Let $g: \mathbb{R}\rightarrow \mathbb{R}$. Let $\mathcal{X}\equiv \{(x,y)\in \mathbb{R}^2: x=y\}$. Take the function $$ (x,x)\in \mathcal{X} \mapsto f(g(x), x)\in \mathbb{R}^+_0, $$ where $\mathbb{R}^+_0$ is the set of positive reals including zero.
Assume that:
(1) $f(g(3),3)=0$. This means that $f(g(x),x)$ achieves its minimum when $x=3$.
(2) $3\underbrace{=}_{\text{unique solution!}} \text{argmin}_x f(g(3), x)$.
Question: does this imply that $$ 3\underbrace{=}_{\text{unique solution!}} \text{argmin}_x f(g(x), x) $$ ? If not, under which conditions we can claim so (like continuity, etc.)?

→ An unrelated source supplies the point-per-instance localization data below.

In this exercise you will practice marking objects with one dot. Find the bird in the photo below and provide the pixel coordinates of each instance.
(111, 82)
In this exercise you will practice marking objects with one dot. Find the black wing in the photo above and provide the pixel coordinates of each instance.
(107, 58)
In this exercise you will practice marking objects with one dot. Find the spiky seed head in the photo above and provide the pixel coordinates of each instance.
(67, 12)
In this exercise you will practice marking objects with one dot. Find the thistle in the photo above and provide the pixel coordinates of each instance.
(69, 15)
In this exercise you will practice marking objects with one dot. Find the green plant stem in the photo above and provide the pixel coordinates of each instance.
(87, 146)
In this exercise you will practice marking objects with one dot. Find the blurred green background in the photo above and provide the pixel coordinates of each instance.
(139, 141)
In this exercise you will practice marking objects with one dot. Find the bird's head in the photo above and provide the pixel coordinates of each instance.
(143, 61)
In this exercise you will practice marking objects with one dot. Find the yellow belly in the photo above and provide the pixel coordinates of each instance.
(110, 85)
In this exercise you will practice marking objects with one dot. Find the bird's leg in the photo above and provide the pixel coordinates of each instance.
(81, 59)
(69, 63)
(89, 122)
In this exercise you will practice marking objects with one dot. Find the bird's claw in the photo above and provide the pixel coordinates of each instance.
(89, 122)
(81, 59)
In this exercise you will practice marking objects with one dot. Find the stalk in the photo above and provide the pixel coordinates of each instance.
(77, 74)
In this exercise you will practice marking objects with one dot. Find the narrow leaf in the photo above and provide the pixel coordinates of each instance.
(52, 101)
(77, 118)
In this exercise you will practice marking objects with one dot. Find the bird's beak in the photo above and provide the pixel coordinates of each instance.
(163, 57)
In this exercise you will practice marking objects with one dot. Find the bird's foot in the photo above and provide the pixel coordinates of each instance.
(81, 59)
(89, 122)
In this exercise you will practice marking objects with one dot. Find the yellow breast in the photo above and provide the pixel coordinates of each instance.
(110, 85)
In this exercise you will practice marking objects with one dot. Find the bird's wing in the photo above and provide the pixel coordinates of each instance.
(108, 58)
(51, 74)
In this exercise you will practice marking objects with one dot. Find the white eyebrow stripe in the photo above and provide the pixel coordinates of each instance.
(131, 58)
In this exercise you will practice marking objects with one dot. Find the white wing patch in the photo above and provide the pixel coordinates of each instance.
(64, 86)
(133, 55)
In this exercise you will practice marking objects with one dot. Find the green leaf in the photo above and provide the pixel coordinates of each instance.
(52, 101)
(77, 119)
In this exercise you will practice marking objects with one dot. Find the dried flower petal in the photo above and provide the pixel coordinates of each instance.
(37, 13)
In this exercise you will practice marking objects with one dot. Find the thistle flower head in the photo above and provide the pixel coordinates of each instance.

If we set $f(a,b)=|b-3|-a$ and $g(a)=a$, then certainly $3$ is the unique minimizer of $\min_{b\in\mathbb{R}}\;f(g(3),b)$. However, when we consider minimizing the general function $f(g(a),a)$, we can see graphically that while $3$ is indeed a minimizer, it is no longer unique.
I am not aware of an equivalent condition, but a sufficient condition would be that $f(g(\cdot),\cdot)$ is strongly convex (uniformly convex, strictly convex, or convex+supercoercive would also be fine here, since they also guarantee uniqueness).